From the WHO’s point of view, the National Blood Policy must ensure the safety and availability of blood and blood products as they play a major role in preventing the transmission of HIV, hepatitis, virus and other blood borne pathogens in health care settings.The Guardian discovered that this policy is not being implemented fully and some states and local councils do not have blood centres as stipulated.
Throwing more light on this, The NBTS Boss said, “Yes, full implementation is yet to be achieved. In order to be fully implemented, the policy needs to be backed by appropriate legislation and regulation. Hence the need for the NBTS Draft Bill, which has been developed and is currently being considered by the Minister of Health for submission to the Federal Executive Council.”Continuing, she said there is the compelling need to fast-track the legislative processing of the NBTS Draft Bill.
“If enacted, it will guarantee dedicated funding from the Federal Government, and open doors to other sources of funding to ensure sustainability. It will greatly reduce/eliminate unwholesome practices in the field and enable the NBTS regulate blood transfusion practice, ensure compliance with the National Blood Policy and Operational Guidelines for Blood Transfusion Practice. It will also ensure sufficient supply of safe blood nationwide,” Smith said.

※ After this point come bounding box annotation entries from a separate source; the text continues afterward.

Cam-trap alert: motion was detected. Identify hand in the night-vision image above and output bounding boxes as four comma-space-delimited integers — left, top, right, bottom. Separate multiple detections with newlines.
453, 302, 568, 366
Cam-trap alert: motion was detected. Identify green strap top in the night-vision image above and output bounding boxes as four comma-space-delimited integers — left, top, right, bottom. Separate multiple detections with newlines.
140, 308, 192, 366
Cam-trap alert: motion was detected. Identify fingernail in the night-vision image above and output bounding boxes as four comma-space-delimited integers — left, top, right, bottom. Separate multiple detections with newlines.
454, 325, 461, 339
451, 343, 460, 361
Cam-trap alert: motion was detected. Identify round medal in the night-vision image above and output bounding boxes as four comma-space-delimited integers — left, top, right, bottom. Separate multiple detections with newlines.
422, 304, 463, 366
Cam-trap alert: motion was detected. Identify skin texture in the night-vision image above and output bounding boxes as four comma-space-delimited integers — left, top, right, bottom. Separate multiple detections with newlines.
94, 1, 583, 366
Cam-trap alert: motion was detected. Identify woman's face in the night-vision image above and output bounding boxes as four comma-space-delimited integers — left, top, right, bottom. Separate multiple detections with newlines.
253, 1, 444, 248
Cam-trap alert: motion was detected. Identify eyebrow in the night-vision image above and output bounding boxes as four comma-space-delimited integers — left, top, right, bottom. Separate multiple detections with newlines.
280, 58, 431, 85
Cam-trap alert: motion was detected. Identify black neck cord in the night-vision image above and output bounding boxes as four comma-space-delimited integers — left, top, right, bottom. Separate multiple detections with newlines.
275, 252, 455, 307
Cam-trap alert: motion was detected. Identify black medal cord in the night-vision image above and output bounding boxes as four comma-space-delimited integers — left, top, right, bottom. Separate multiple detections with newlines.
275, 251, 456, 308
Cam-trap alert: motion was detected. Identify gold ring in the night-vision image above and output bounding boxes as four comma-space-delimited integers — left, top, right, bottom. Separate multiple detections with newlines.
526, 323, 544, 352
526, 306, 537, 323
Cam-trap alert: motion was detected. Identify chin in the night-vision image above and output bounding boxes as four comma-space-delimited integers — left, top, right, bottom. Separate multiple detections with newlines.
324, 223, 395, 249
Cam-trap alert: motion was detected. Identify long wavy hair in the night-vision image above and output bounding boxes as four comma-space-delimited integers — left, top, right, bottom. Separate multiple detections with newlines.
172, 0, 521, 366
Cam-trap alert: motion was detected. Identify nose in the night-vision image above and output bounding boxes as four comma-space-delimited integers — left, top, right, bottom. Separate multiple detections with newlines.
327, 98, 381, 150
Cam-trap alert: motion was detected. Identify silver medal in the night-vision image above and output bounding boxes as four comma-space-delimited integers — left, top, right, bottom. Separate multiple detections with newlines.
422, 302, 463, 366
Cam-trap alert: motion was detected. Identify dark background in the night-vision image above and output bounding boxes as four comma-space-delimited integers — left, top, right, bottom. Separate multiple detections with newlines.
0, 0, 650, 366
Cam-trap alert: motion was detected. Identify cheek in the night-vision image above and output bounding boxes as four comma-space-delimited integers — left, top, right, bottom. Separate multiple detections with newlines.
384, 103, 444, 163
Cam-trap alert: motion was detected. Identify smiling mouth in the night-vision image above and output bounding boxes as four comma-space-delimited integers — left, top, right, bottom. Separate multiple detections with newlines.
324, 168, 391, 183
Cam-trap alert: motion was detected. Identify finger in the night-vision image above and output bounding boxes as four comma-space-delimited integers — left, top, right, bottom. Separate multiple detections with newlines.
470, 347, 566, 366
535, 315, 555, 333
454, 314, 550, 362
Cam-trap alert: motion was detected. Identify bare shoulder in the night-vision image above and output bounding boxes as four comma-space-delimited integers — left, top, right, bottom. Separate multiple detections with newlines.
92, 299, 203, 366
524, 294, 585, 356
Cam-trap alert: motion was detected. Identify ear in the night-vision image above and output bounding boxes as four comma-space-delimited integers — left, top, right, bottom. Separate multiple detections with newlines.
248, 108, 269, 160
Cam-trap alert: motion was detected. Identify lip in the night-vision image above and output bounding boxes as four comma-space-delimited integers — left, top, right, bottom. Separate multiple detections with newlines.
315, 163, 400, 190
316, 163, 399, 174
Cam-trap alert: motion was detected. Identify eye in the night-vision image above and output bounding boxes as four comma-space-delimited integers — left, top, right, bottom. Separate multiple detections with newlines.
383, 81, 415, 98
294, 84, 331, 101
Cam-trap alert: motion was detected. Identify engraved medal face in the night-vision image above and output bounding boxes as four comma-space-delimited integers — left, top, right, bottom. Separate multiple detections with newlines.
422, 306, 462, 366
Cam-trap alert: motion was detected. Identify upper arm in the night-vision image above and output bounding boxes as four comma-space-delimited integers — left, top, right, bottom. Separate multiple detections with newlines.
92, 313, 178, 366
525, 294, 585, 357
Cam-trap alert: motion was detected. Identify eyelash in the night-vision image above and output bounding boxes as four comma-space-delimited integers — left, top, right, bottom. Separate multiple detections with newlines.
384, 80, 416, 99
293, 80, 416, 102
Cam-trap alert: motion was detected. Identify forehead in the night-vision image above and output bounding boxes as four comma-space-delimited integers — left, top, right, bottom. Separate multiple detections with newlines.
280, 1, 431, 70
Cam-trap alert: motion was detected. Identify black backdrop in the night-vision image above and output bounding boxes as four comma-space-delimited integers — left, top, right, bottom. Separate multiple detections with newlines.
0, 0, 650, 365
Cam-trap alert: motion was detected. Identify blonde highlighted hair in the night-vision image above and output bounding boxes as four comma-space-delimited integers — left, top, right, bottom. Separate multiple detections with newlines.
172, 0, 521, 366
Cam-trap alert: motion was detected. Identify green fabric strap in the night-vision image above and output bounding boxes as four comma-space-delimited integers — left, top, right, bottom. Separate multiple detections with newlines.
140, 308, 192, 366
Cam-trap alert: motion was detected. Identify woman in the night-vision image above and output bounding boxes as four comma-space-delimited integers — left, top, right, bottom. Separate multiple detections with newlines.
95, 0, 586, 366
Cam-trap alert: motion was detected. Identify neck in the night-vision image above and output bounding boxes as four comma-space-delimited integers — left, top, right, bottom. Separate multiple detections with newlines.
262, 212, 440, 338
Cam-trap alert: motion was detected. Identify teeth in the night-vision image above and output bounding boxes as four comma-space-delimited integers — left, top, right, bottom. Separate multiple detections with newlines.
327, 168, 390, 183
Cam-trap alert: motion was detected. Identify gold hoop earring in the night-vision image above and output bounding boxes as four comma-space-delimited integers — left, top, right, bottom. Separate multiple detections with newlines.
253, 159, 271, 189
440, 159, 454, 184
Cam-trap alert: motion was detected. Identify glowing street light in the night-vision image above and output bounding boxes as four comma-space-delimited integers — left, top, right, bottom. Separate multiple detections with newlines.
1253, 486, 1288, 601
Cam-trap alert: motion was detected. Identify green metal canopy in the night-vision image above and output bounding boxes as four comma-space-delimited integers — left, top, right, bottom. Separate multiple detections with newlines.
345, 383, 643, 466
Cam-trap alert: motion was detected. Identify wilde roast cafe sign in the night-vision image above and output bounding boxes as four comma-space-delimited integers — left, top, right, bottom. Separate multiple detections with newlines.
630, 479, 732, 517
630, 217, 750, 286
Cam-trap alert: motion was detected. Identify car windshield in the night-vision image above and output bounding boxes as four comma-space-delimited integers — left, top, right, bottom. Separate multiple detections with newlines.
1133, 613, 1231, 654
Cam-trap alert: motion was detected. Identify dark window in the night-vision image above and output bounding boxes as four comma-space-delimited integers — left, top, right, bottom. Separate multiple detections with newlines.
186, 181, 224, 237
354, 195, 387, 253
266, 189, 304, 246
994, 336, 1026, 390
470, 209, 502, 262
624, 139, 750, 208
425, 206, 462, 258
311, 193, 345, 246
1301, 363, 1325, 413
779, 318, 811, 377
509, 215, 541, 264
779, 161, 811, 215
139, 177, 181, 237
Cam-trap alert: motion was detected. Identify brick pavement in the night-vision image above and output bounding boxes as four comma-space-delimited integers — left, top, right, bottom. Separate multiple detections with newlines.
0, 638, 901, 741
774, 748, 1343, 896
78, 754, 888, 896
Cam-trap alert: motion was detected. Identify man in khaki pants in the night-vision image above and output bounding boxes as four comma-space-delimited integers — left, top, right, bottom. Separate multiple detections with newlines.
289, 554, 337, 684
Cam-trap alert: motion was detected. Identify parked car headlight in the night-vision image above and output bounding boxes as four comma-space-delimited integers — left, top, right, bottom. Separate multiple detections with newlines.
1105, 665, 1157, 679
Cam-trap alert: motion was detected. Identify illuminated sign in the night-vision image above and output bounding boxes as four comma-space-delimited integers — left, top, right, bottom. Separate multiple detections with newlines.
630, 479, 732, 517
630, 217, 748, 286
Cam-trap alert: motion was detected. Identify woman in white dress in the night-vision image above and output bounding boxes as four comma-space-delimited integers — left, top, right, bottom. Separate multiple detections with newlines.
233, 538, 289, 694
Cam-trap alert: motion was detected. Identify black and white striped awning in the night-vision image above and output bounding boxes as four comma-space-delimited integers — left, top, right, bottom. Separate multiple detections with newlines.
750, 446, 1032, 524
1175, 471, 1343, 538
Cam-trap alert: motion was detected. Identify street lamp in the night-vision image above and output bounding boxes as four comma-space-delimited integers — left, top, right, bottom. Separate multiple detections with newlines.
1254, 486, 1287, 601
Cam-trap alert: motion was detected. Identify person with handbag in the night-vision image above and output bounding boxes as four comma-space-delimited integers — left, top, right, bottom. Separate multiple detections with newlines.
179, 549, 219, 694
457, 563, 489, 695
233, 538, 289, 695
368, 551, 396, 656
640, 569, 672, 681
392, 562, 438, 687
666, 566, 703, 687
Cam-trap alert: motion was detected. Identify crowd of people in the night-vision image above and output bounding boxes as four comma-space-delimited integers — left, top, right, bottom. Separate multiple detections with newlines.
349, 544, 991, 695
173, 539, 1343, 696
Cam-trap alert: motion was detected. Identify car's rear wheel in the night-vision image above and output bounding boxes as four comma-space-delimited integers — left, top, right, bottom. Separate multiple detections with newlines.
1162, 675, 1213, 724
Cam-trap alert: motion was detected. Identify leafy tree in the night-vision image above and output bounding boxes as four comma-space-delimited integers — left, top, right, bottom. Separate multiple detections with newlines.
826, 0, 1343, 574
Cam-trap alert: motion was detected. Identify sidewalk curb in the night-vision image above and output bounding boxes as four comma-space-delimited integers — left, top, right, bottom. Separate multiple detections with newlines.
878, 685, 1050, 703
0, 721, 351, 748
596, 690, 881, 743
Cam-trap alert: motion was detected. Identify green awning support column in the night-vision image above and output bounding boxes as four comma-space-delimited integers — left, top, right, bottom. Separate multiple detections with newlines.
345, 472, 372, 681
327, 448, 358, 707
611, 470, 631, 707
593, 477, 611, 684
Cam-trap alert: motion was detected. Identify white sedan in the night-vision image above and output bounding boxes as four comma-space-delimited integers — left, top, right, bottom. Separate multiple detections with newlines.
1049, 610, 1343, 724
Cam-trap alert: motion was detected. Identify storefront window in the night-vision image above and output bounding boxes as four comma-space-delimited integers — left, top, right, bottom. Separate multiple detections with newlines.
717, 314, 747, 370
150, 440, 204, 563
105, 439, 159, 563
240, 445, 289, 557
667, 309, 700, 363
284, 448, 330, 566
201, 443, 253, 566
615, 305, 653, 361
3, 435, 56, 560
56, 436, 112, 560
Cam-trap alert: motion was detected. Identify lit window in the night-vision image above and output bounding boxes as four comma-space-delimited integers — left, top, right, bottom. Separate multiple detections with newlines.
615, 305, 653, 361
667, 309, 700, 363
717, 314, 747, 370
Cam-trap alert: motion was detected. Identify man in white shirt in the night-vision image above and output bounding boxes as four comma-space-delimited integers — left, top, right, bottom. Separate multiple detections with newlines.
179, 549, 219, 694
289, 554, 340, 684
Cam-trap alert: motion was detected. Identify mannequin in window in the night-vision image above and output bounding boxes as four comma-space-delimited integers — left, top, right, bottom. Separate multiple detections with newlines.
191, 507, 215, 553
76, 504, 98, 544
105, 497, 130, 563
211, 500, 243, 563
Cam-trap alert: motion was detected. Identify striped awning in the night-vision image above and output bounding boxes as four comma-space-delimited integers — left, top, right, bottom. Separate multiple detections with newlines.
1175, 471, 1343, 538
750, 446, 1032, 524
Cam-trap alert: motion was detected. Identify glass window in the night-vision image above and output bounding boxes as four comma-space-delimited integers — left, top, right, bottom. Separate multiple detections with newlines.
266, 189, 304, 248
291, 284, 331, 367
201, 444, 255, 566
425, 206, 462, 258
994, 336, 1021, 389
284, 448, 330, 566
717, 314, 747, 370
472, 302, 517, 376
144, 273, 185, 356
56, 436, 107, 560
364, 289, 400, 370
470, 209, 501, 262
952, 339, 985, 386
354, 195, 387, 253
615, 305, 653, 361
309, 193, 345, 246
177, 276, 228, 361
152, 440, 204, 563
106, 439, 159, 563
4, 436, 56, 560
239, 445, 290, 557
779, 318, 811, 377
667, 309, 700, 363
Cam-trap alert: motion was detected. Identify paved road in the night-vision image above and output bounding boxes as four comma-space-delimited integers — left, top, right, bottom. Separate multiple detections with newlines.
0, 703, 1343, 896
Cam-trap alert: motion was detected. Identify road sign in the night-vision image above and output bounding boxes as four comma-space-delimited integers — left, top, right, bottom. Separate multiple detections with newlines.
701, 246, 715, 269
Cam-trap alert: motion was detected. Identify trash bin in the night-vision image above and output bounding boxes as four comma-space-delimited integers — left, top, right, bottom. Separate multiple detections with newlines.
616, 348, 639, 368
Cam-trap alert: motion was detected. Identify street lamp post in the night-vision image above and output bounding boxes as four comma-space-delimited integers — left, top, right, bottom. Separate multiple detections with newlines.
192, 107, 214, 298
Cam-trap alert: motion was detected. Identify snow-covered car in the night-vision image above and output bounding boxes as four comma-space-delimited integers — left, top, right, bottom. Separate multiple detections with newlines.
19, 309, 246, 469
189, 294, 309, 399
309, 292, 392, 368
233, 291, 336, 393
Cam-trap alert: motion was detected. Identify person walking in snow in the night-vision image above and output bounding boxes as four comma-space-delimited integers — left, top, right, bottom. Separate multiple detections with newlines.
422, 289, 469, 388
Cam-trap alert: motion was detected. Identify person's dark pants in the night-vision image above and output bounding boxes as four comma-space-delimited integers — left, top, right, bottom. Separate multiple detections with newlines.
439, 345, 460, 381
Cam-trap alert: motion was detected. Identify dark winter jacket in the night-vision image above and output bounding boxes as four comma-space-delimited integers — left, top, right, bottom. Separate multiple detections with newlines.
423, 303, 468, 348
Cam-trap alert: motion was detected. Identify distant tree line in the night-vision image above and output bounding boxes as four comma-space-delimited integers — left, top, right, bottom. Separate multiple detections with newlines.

In order for NBTS to function optimally, she said there is need to obtain a self accounting status for overhead and recurrent appropriation for all NBTS centres in order to institute mechanisms for adequate and regular funding to run the blood safety programme post PEPFAR.
“All states and local governments to take ownership of blood safety activities in their respective domain as recommended in the National Blood Policy. There is need to fast track the absorption of former project staff (core technical staff), into the ministry’s 2017 manpower budget, and to obtain the necessary waiver from the Office of the Head of Service of the Federation for their regularisation/absorption into the Federal Civil Service,” she said.
She listed some of the barriers to blood donation to include low public awareness on voluntary non-remunerated blood donation arising from deep cultural myths and misconceptions, and Inadequate designated blood donation centres/facilities.
Meanwhile, the Country Director of Evidence For Action (E4A) Mamaye, a maternal health programme, Dr. Tunde Segun, says compulsory blood donation is not ideal in saving life.
He is therefore, encouraging Nigerians to become voluntary donors in order to save women from dying during childbirth due to blood related reasons. According to him: “Reports show that 34 per cent of pregnant women die in labour as a result of complications of bleeding and lack of blood for transfusion in the country.This year’s world donor day, focuses on blood donation in emergencies with slogan: “What can you do?, with the secondary message: Give blood. Give now. Give often.”